İsrail'deki Sde Teiman askeri hapishanesinde Filistinli esire tecavüz edildiği görüntüleri medyaya yansıdı. Eski Askeri Başsavcı Yifat Tomer-Yerushalmi'nin basına sızdırdığı bu belgeler sonrasında, tecavüzcü askerlerle ilgili bir süreç işletildi. Fakat ilginç olan bu görüntüler nedeniyle askeri başsavcıya baskı yapılması ve hemen ardından kadın başsavcının istifa etmesiydi. İstifa sonrasında gözaltına alınan ve tutuklanan başsavcının bir insanlık suçunu kamuoyunun gündemine getirmesi sonrasında ise kamuoyunu ikiye bölen yeni tartışmalar başladı.


İMAJI YÖNETME KAYGISI

Bir yandan uluslararası sistemden tedrici biçimde izole edilen bir yandan da toplumsal algı araştırmalarında negatif bir seyre sahip olan İsrail açısından imajı yönetmek büyük bir sorun. Netanyahu'nun yakın bir tarihli itirafında da görüldüğü üzere İsrail, milyarlarca dolarlık medya ve kamu diplomasisi çalışmasına rağmen bir soykırım devleti olarak tanımlanıyor artık. Batı'da yapılan kamuoyu araştırmalarında İsrail ve Netanyahu'ya yönelik olumsuz görüşlerin artması, Batılı hükümetlerin de İsrail ile ilişkilerinde yeni tavırlar almasını beraberinde getirmişti.

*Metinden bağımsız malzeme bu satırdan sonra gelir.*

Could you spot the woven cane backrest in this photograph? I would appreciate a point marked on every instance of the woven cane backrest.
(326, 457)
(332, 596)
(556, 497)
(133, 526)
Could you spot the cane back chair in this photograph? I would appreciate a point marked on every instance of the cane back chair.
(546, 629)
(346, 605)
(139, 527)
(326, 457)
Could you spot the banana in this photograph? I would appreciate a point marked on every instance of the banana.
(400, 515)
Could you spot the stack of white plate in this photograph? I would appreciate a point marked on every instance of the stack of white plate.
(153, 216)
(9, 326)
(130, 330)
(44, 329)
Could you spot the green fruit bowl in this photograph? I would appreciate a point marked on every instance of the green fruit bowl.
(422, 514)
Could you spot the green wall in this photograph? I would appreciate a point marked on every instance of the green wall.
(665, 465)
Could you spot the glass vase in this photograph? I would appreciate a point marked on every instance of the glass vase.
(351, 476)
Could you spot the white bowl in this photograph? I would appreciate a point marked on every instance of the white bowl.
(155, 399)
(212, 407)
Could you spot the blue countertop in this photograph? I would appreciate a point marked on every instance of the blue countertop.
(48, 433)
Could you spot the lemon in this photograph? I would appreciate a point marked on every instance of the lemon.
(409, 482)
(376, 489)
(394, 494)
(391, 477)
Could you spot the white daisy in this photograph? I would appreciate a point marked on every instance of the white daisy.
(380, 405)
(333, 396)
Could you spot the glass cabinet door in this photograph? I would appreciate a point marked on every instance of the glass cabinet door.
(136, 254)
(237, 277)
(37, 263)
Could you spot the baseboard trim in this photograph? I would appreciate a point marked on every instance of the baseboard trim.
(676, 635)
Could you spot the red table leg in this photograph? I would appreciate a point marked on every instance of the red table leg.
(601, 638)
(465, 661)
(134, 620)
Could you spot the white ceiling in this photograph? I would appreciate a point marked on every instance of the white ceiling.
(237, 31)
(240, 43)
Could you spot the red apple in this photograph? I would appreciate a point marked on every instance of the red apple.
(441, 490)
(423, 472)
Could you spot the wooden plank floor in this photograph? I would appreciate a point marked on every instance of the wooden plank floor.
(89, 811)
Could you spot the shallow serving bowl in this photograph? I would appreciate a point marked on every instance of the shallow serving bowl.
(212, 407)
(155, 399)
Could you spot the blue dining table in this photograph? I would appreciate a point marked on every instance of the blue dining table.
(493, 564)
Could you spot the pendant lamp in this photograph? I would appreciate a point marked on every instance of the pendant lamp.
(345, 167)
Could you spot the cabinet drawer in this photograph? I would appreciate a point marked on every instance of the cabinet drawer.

Son olarak basına sızdırılan bu görüntülerin İsrail içerisinde tartışılmasında dikkat çeken bir husus konunun insanlık suçu bağlamının yanı sıra İsrail'in imajı üzerinden ele alınmasıydı. Bir tür kol kırılır yen içinde kalır anlayışıyla hareket etmeye çalışan Netanyahu hükümetinin bu konuda ciddi bir medya ve kamu desteği de var. İsrail'in soykırım pratiklerini önemli ölçüde içselleştiren bu kamusal bilinç hapishaneden sızdırılan görüntüleri de bir imaj kaybı olarak yorumluyor. IDF askerlerinin çok zorlu bir süreçten geçtikleri ve dolayısıyla onları kötü gösteren bir videonun asla yayınlanmaması gerektiğini düşünüyorlar.

Bazı basın mensuplarının açıkça yazdıkları ve ekranlarda dillendirdikleri bu husus, İsrail medyasını da derinden yaran bir ikilik ortaya çıkarttı. Bir yanda Channel 12'nin, görüntüleri kamuoyuyla paylaşması diğer yanda da olayda dahli olan İsrailli asker ve gardiyanlarla kamu kanalı olan Channel 11'de onları aklamaya yönelik röportaj yapılması. Bir yanda İsrailli askerlerin her şeyi yapabileceklerine dair mutlak inanç ve kabul diğer yanda ise bunun bir insanlık suçu olduğuna dair itirazda bulunan sınırlı bir medya ve kitle.